| Variable | Description |
|---|---|
|'beds'| Number of bedrooms in home |
|'baths'| Number of bathrooms in home including fractional bathrooms|
|'sqft'| Calculated total finished living area of the home |
|'fips'| Federal Information Processing Standard code -  see https://en.wikipedia.org/wiki/FIPS_county_code for more details|
|'year'| The Year the principal residence was built |
|'taxes'|The total property tax assessed for that assessment year|
|'property_value'|The total tax assessed value of the parcel|

# Regression Project

### codeup/innis - 2020 mar 30

---
 
## Table of Contents

--- 
## I. Objective : 

"We want to be able to predict the property values ('taxvaluedollarcnt') of Single Family Properties that had a transaction during 2017."  
> https://ds.codeup.com/regression/project/

- a.k.a: eliminate the zestimate
- a.k.a: zestimate don't rate
- a.k.a: "zestimate", more like, 'let me rest, mate' (because their models performance is snoozing on the job compared to ours ='P ) 
---

## II. Dataset : Zillow  

- ### Description: 

	properties_2017.csv - all the properties with their home features for 2017 (released on 10/2/2017)

- ### Profile :

	"Zillow’s Zestimate home valuation has shaken up the U.S. real estate industry since first released 11 years ago.

	A home is often the largest and most expensive purchase a person makes in his or her lifetime. Ensuring homeowners have a trusted way to monitor this asset is incredibly important. The Zestimate was created to give consumers as much information as possible about homes and the housing market, marking the first time consumers had access to this type of home value information at no cost.

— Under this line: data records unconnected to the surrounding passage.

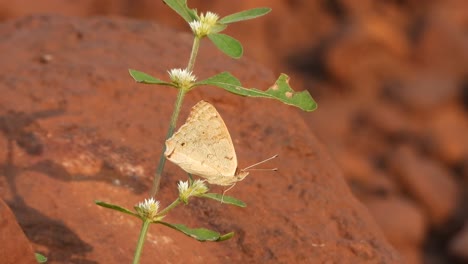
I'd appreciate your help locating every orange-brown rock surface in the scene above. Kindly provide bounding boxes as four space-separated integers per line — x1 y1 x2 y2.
0 0 468 264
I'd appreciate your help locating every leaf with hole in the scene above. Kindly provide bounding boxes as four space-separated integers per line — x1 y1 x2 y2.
208 33 244 59
218 7 271 24
196 72 317 112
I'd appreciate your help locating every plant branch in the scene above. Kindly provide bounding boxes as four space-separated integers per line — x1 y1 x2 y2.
132 219 151 264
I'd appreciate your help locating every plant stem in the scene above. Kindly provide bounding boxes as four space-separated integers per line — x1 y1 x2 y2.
187 36 200 72
132 219 151 264
158 198 181 215
150 36 200 197
150 89 187 197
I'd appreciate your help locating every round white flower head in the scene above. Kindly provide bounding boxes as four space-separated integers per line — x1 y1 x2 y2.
136 198 159 221
177 180 208 203
168 69 197 90
189 12 219 38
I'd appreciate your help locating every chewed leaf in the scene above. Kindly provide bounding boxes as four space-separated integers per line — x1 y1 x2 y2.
164 0 198 22
202 193 247 207
94 200 140 218
128 69 174 86
196 72 317 112
219 7 271 24
208 33 244 59
157 221 221 241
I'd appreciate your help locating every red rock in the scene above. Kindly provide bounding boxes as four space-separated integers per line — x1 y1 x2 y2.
363 196 428 248
425 106 468 164
450 222 468 261
390 147 460 226
0 199 37 264
0 16 401 263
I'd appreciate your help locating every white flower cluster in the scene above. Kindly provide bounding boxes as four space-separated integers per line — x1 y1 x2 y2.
137 198 159 221
189 12 219 38
168 69 197 90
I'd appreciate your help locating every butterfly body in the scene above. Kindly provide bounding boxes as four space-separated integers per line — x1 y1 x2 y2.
164 101 249 186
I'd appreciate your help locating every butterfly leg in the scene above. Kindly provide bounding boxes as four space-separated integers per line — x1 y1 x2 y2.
221 183 236 203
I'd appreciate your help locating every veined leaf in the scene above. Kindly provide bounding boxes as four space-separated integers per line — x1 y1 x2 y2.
128 69 174 86
218 7 271 24
216 232 234 242
94 200 140 218
196 72 317 112
156 221 221 241
164 0 198 23
208 33 244 59
201 193 247 207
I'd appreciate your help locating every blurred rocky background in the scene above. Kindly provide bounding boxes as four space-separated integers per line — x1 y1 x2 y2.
0 0 468 264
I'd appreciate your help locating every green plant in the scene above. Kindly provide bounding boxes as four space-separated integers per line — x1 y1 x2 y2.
96 0 317 263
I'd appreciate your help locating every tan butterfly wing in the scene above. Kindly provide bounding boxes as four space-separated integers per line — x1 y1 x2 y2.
164 101 248 185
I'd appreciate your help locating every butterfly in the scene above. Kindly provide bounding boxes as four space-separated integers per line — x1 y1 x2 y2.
164 101 278 186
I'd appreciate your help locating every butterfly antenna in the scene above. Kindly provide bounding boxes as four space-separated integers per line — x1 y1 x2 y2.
243 154 279 171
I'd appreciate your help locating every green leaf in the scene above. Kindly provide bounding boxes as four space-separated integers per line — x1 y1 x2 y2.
94 200 141 218
128 69 174 86
218 7 271 24
210 23 227 34
34 253 47 263
164 0 198 23
201 193 247 207
196 72 317 112
208 33 244 59
216 232 234 242
156 221 221 241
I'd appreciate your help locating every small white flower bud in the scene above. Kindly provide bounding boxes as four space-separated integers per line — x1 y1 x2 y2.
135 198 160 221
168 69 197 90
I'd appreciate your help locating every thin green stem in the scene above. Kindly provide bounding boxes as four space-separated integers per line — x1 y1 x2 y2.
150 89 187 197
187 36 200 72
150 36 200 197
158 198 181 215
132 219 151 264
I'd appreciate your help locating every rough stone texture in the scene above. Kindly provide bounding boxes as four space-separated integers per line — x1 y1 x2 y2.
0 199 37 264
450 223 468 261
0 16 400 263
0 0 468 264
391 147 460 226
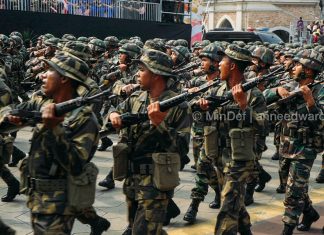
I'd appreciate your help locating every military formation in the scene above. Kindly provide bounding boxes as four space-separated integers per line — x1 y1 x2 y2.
0 32 324 235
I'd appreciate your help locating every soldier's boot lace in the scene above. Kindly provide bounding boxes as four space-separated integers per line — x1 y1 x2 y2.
255 168 271 192
183 199 201 224
122 226 132 235
297 207 320 231
1 171 20 202
98 137 114 151
163 199 180 226
8 146 27 167
271 149 281 161
90 216 110 235
209 187 221 209
244 180 256 206
316 168 324 184
98 169 115 189
281 224 295 235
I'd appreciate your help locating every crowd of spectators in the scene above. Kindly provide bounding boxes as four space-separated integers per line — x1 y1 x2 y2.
0 0 190 23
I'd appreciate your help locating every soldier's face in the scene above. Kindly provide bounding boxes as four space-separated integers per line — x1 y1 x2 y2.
292 62 304 82
171 51 178 64
219 56 233 81
41 68 63 97
119 53 127 64
137 64 154 91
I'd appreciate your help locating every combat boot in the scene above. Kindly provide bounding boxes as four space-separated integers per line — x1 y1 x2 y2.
163 199 180 226
271 147 281 161
90 216 110 235
1 170 20 202
209 187 221 209
281 224 295 235
183 199 201 224
98 169 115 189
315 169 324 184
297 207 320 231
244 180 256 206
122 226 132 235
8 146 27 167
255 168 271 192
98 137 114 151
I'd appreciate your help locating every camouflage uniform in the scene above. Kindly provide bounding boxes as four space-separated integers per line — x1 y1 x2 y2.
211 45 267 234
0 64 19 202
266 49 324 234
111 50 190 235
1 53 99 234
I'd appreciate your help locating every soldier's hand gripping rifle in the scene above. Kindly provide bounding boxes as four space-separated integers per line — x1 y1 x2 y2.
202 66 284 110
0 90 117 133
267 76 324 109
99 79 220 138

	“Zestimates” are estimated home values based on 7.5 million statistical and machine learning models that analyze hundreds of data points on each property. And, by continually improving the median margin of error (from 14% at the onset to 5% today), Zillow has since become established as one of the largest, most trusted marketplaces for real estate information in the U.S. and a leading example of impactful machine learning."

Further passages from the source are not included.